A person will be charged with the Class D Felony of first degree vehicular assault when he commits the crime of second degree vehicular assault and:

  1. He has a BAC of greater than .18%; or
  2. He has reason to know he has a suspended or revoked license; or
  3. He has a prior DWI related crime in the last ten years; or
  4. He causes physical injury to more than one person.

Although DWI related crimes are not typically chargeable for driving on “private roads”, that limitation does not apply to vehicular assault related crimes.

The New York State Legislature specifically exempted vehicular assault crimes from this requirement which is typically used as a defense in driving under the influence related cases and trials.

Accordingly you can be charged with vehicular assault and related vehicular crimes even in cases where the injury occurs to a person while you are operating on a private road driveway or parking lot.

The vehicular assault related crimes are strict liability in nature.

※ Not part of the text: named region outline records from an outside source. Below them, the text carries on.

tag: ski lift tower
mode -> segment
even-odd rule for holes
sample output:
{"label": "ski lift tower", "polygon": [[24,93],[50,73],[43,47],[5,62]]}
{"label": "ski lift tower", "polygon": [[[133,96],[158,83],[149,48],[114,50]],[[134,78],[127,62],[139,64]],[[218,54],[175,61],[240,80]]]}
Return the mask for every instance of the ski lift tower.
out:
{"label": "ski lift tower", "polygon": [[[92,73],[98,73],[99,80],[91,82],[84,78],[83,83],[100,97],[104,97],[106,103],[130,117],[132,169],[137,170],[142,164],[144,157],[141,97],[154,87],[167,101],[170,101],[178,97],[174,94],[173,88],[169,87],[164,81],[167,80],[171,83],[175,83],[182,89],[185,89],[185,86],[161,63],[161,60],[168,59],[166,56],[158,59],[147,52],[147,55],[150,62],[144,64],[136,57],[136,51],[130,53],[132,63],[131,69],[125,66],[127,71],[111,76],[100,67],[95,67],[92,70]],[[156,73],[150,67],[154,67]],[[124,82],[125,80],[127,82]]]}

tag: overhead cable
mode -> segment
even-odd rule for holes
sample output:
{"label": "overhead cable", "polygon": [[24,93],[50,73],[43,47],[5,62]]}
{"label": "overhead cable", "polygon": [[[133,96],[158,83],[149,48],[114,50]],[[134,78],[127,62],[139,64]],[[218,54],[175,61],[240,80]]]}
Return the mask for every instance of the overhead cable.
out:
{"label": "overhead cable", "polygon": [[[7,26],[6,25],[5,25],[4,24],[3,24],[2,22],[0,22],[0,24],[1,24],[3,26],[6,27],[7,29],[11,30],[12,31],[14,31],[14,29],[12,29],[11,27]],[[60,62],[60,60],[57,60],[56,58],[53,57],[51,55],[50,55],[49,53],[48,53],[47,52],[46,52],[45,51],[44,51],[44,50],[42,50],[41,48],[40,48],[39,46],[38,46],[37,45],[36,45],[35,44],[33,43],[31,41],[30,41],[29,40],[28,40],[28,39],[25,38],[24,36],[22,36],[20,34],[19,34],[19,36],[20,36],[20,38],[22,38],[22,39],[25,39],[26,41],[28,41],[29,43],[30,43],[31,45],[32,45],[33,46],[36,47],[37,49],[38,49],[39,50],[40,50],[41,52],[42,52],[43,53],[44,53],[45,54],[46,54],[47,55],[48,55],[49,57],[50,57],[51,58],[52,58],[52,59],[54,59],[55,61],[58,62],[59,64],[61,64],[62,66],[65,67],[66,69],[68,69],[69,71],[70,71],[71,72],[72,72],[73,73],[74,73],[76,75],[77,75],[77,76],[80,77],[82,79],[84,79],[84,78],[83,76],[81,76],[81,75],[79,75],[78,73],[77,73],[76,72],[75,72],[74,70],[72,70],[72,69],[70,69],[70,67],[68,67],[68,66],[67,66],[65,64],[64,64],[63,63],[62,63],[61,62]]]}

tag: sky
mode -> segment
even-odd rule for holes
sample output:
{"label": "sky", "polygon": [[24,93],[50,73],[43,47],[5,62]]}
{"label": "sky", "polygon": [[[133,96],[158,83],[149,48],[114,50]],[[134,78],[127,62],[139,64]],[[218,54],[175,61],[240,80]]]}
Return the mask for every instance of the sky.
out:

This means that a district attorney no longer has to prove intent or knowledge on the part of the driver who injures or kills someone else.

However, it is important to note that even if a defendant’s conduct would otherwise be punishable for vehicular assault (e.g. for injuring someone while impaired by alcohol etc.) the People of the State of New York must still prove that the defendant’s actions were a “direct cause” of the serious physical injury or death which the victim suffered.

It is not enough that the state prove that the defendant was intoxicated. The prosecutor must also prove that the defendant’s intoxication was of such a level that it caused the defendant to operate his car in a reckless manner.